注目すべきは、改装プロセスにおける従業員の位置づけだ。ウォルマートは、既存の店舗スタッフが改装チームと並走し、什器のセットアップや商品陳列を担う方式を採用している。従業員こそが店舗と顧客のことを最も知るエキスパートであり、その知見をリモデルに直接反映させることで、開店後の店舗クオリティを高める狙いがある。
「このテストは新しい棚と照明を手に入れること以上の意味を持つ。顧客の声に耳を傾け、時間とお金を節約する方法を探し続け、地域社会とともに進化し続けることだ」とウォルマートは語る。

②検索バーの時代を終わらせる——AIエージェント「スパーキー」の野心
物理店舗での体験改革と並行して、ウォルマートはデジタルの顧客接点においても抜本的な変革を進めている。
2025年6月、ウォルマートはAIショッピングアシスタント「スパーキー(Sparky)」を正式にローンチした。その設計思想はシンプルで強烈だ——キーワード検索を、真のサービス体験で置き換えること。商品リストを眺めながら選ぶのではなく、「バーベキューをしたい」「平日の夕食を考えたい」と目標を告げれば、スパーキーが計画し、推論し、完全な解決策を届ける。
スパーキーは商品検索やレビューの要約といった機能にとどまらず、日用品の自動再注文、サービス予約にも対応し、テキスト・画像・音声・動画を理解するマルチモーダルなエージェントへと進化する計画だ。「今夜の夕食は?」という問いかけが、家族全員が喜ぶ1週間のミールプランと、カートへの自動追加に変わる——ウォルマートが描く未来はそこにある。
当時のCEOダグ・マクミロンはこう語った。「長年にわたり、eコマースのショッピング体験は検索バーと長い商品リストで構成されてきた。それが変わろうとしている。マルチメディアで、パーソナライズされ、文脈を理解するネイティブAI体験が到来しつつある。」
ウォルマートのCTO・スレシュ・クマーは「ウォルマートはエージェントにすべてを賭けている。エージェントは私たちがやることのあらゆる側面において、生活をシンプルにできる」と断言する。
外部プラットフォームへの展開も積極的だ。ウォルマートはスパーキーをChatGPTやGeminiに直接統合する計画を進めており、AI加速担当EVPのダニエル・ダンカーは「スパーキーの体験が、私たちが統合するすべてのプラットフォームに直接届けられるようになる」と述べている。
ただし、現実のユーザーとのギャップも直視されている。
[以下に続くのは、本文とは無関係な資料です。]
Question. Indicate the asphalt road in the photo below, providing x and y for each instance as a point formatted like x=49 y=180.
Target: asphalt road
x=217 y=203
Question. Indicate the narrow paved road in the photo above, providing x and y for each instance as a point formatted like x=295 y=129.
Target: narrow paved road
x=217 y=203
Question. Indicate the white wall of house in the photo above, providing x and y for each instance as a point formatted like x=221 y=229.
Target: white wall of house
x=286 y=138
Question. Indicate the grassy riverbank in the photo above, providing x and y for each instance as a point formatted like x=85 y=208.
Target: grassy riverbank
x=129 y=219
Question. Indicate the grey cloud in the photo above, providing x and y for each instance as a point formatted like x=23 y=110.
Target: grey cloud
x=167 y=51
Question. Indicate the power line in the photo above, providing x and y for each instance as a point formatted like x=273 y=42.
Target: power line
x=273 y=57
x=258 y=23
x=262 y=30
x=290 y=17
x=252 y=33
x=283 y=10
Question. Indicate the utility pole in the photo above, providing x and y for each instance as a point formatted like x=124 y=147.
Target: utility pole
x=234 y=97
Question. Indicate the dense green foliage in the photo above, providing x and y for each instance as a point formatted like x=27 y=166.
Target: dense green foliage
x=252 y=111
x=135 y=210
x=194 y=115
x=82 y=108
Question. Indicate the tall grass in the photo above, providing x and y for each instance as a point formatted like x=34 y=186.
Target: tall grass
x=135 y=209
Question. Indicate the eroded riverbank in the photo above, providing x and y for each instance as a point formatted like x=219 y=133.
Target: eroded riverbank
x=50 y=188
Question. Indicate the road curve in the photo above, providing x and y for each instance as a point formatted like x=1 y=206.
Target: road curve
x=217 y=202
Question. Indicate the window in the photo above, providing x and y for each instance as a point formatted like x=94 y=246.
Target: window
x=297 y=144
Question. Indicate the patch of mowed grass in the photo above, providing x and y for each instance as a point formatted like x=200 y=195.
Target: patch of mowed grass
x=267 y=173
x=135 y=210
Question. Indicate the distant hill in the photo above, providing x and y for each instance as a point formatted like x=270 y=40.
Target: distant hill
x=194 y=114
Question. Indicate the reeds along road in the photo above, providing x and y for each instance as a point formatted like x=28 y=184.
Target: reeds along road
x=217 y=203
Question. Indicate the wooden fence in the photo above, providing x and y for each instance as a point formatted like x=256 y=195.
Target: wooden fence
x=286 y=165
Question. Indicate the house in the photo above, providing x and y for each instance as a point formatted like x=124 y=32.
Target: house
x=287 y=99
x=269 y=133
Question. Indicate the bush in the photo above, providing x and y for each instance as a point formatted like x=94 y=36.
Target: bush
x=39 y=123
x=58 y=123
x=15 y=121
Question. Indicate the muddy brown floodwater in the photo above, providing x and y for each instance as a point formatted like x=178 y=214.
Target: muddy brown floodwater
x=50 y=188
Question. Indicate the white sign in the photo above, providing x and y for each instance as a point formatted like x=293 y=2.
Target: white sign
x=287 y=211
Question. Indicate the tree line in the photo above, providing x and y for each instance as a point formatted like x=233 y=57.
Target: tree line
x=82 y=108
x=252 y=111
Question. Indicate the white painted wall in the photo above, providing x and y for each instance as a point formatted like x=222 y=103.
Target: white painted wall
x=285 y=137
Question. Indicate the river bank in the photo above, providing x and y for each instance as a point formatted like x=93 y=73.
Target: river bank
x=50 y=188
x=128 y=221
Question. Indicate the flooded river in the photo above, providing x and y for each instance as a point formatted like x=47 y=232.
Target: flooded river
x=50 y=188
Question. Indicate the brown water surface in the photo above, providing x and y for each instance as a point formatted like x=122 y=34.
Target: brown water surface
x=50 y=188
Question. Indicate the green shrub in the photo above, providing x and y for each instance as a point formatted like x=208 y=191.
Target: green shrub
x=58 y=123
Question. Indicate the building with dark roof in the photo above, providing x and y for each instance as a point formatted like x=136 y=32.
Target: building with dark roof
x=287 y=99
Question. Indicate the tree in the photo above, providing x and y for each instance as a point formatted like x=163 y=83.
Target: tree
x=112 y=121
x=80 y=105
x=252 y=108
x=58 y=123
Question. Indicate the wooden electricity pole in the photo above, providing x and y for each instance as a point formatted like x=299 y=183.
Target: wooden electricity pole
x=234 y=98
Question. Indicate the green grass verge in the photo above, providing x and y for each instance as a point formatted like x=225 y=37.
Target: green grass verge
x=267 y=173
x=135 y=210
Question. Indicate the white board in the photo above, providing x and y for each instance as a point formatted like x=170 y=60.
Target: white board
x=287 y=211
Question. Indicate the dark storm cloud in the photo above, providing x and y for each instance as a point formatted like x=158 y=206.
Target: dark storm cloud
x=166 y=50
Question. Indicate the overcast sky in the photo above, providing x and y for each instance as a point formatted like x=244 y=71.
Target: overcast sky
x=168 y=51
ウォルマート自身の調査では、回答者の46%が「AIエージェントにショッピング全体を任せることはない」と答えており、AIへの信頼は低リスクな購入(日用品など)ほど高く、高額品や感情的に重要な商品ほど信頼のハードルが上がると分析されている。だからこそウォルマートは、まず日常の繰り返し購入から自動化を進めるアプローチを取っている。
二つの戦略をつなぐ「同一の哲学」
ラピッド・リモデルとスパーキーは、それぞれ異なるレイヤーの施策だ。一方は「工事中の不便」という摩擦を消し、より快適な店舗環境を素早く届ける。もう一方は「検索と選択」という認知的摩擦を消し、意図から購買完了までを一気通貫で支援する。
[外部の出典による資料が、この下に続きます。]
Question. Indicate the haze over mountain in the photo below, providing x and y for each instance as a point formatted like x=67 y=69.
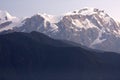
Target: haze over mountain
x=35 y=56
x=90 y=27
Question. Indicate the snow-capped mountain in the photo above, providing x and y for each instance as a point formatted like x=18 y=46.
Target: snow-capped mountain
x=89 y=26
x=7 y=21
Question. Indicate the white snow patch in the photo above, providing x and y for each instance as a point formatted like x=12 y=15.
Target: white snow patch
x=51 y=18
x=98 y=40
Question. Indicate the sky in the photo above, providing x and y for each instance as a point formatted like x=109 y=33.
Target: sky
x=25 y=8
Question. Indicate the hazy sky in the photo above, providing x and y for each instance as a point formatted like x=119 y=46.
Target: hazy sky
x=24 y=8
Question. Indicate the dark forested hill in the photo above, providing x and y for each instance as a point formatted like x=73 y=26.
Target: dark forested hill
x=34 y=56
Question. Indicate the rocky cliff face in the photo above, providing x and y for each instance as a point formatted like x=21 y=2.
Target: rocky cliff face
x=89 y=26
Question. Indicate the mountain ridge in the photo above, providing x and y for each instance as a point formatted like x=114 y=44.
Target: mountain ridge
x=90 y=27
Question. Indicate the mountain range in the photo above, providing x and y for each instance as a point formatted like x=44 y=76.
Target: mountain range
x=90 y=27
x=35 y=56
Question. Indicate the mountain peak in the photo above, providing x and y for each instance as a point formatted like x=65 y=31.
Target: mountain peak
x=87 y=11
しかし目指す場所は同じだ。顧客が時間とエネルギーを無駄にせず、必要なものを最短で手に入れられる世界——それがウォルマートの言う「摩擦ゼロの買い物体験」である。物理とデジタルの両軸でその哲学を同時に実行できる小売業者は、世界でもほとんど存在しない。時価総額がおよそ1兆ドルを初めて超えた今もなお、ウォルマートはイノベーションの手を緩めていない。その姿勢こそが、競合他社との最大の差異化要因かもしれない。